Zimmerman offered raised specific concerns about the National Alliance, which is funded by philanthropies including the Arnold, Broad, Gates, and Walton foundations. (Chalkbeat is also supported by the Gates and Walton foundations.) Those funders are focused on the replication of networks with high test scores, making the Alliance limited in its ability to represent independent schools, he said.

Christopher Norwood, who runs Florida’s independent charter school group, agreed that the networks exert outsized influence. He pointed to his state, where a recently passed bill to support the creation of new charters in areas where traditional public schools are struggling was limited to networks already operating at least three schools.

“There’s no charter management association of America because their interests are being promoted through the charter associations,” said Norwood, who along with Zimmerman, emphasized that he is not opposed to networks of charters.

Descalzi disputed that characterization of the Alliance.

“The National Alliance represents all public charter schools — including those which belong to a network or function as independent single sites — and we appreciate when any of our constituents take proactive steps to identify areas of need and provide resources to their communities,” she said.
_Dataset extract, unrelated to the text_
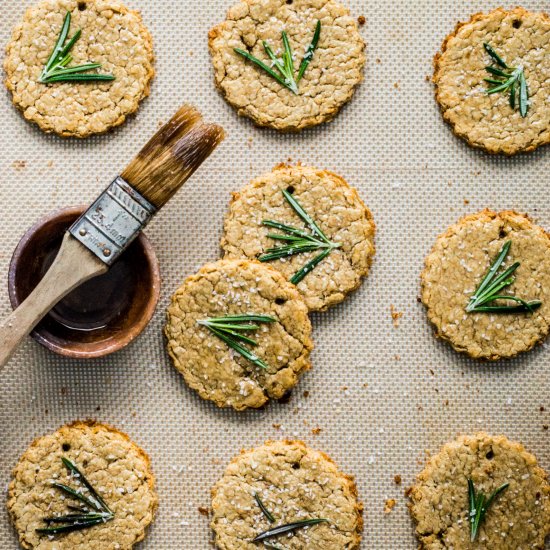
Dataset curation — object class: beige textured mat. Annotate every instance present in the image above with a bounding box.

Challenges await a new national organization

The top challenge for any nonprofit getting started is garnering funding. That will be amplified for the independent charters seeking to offer an alternative to charter school establishment — and the groups that financially supported them.

“It’s a huge hurdle,” Zimmerman said.

Zimmerman said the Walton Family Foundation, one of the charter sector’s largest benefactors turned down requests to sponsor last week’s conference. “They don’t necessarily see how we fit into their strategic vision, but I’m hoping they will,” he said.

Marc Sternberg, the Walton Foundation’s education program director, disputed the idea that the philanthropy is focused on replicating existing schools, saying they support “all types of schools,” including both “proven charter management organizations” and single schools. In the past eight years, nearly half of the schools funded by Walton’s charter start-up grant program were independent charters, according to the foundation.

Norwood says the new group for independent charters will look into funding itself through membership dues and from sponsorships. (The symposium was supported by a number of businesses that work with charters.)

It’s also unclear how much interest there truly is among the diffuse independent charters across the country for an alternative membership group. The conference brought together a few hundred leaders of the many thousands of such schools.

For now, the organization is its infancy, and Zimmerman says the next step will be creating a national advisory committee to craft a strategic plan.

The work is necessary, he said, if independent charters want to sidestep the problems of the broader sector, which has seen its popularity drop.

“They win battles but they’re losing the war, if the war is hearts and minds of people,”  Zimmerman said, referring to existing charter school advocacy groups and their funders. “We really have to separate ourselves from them as a matter of definition.”